For Tang, the symposium has come to exemplify a unique and welcome harmony between the Whitman administration, that largely funds and supports the event, and activists in the student body, who largely make it happen.

Katie Dong, who is one of this year’s programming directors, noted the variety of the sessions. She and the other Programming director, Alondra Contreras, have made an extra effort this year to be accessible resources for presenters, but in terms of content itself, the process remains fairly hands-off.

“I hope that when people present, they feel empowered, and they get to share their experience and are validated,” Dong said.

The symposium is funded by number of sources, from ASWC (via the Whitman Events Board) to the President’s Office, which chipped in extra money for Fukushima’s show, to the Intercultural Center, campus clubs and greek organizations.

The decision to cancel class was first made four years ago by a vote of the faculty with the idea to bolster attendance and institutionalize the event.
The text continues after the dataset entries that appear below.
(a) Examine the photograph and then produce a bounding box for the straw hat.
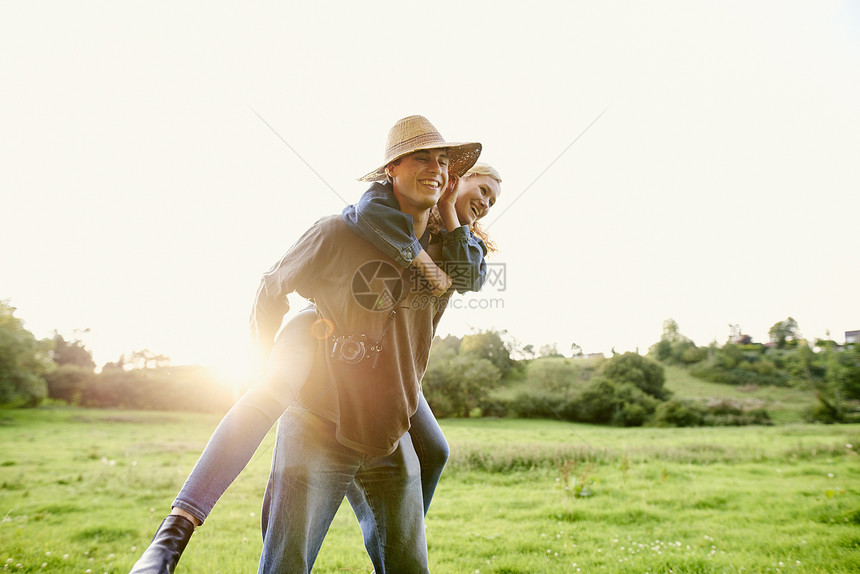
[357,115,482,182]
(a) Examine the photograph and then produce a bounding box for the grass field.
[661,365,815,425]
[1,406,859,573]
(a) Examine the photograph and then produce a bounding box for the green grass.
[2,407,859,573]
[662,365,815,424]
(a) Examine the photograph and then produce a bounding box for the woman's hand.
[437,174,460,232]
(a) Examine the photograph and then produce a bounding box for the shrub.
[423,354,502,418]
[45,364,96,405]
[575,378,618,424]
[508,390,559,419]
[602,352,670,400]
[652,399,705,427]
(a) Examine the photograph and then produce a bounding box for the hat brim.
[357,142,482,182]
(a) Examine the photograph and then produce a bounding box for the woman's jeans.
[171,310,450,524]
[258,406,429,574]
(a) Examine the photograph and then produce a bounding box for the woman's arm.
[343,182,451,296]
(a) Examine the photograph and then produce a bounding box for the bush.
[701,399,772,426]
[611,383,659,426]
[652,399,705,427]
[508,390,561,419]
[690,364,789,387]
[602,352,670,400]
[423,354,502,418]
[45,364,96,405]
[575,378,618,424]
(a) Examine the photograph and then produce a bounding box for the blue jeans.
[171,309,449,525]
[258,405,429,574]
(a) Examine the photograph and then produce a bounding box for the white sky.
[2,1,859,382]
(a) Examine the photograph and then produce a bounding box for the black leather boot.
[129,515,195,573]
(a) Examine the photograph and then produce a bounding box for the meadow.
[1,406,859,573]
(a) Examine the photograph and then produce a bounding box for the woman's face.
[454,174,501,226]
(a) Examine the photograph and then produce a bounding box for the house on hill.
[846,330,860,345]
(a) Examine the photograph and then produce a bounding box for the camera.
[330,334,381,368]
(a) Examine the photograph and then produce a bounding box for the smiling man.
[249,116,481,573]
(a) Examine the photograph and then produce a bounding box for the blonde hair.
[427,162,501,254]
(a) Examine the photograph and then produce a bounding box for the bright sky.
[2,1,859,382]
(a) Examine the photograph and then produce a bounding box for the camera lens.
[339,338,366,364]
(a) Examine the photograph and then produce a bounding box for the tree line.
[2,300,858,425]
[420,317,858,426]
[0,301,233,412]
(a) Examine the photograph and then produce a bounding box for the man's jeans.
[257,405,429,574]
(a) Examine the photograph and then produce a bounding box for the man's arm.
[249,220,330,358]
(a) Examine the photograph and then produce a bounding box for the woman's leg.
[128,308,318,574]
[408,393,450,516]
[171,309,318,523]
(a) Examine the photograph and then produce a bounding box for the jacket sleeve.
[439,225,488,294]
[342,183,422,268]
[249,220,329,358]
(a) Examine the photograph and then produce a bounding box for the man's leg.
[258,406,361,574]
[348,431,428,574]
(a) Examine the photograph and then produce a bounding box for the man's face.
[454,174,500,226]
[388,148,449,215]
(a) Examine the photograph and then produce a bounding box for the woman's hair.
[427,162,501,253]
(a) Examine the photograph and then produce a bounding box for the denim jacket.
[342,182,487,294]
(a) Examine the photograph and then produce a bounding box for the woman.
[129,161,502,573]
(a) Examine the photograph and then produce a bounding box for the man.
[252,116,481,573]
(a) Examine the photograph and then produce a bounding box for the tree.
[521,344,535,360]
[51,331,95,370]
[423,353,501,417]
[125,349,171,370]
[649,319,703,365]
[459,329,514,376]
[661,318,687,343]
[768,317,799,349]
[539,343,562,358]
[0,301,53,406]
[601,352,670,400]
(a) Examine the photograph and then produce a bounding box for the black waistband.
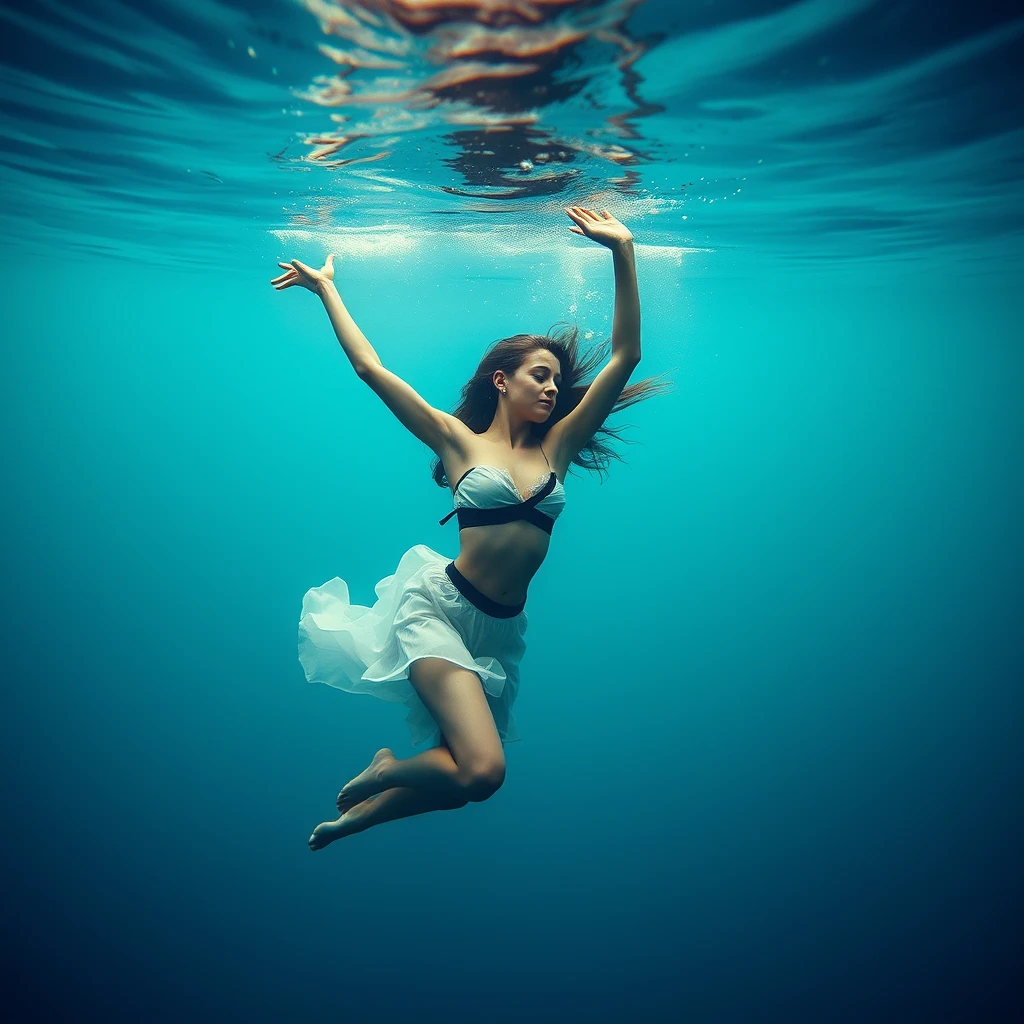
[444,561,525,618]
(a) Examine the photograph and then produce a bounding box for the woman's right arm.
[271,254,463,457]
[272,254,382,376]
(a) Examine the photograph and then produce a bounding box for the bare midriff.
[441,433,561,608]
[453,520,551,606]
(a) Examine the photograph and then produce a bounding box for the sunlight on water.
[0,0,1020,267]
[290,0,652,191]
Then ASWC President Tim Reed told The Wire during 2014 symposium that, “I think this is definitely a shining moment to prove the efficacy and worthwhile nature of having the Power & Privilege Symposium and [to] have it become something that is happening every year.”

Since then, many students have become familiar with the ritual-flares of debate around whether the event merits class-cancellation.

Arnold, for his part, characterized the day as being about “a different kind of learning, that I think is a necessary supplement to the text based classroom education that happens on a day-to-day basis.”

“You don’t have to be a politics major to be thinking about social justice all the time,” he said. “These topics and conversations are about everyday life, and they should be a part of everyday life.”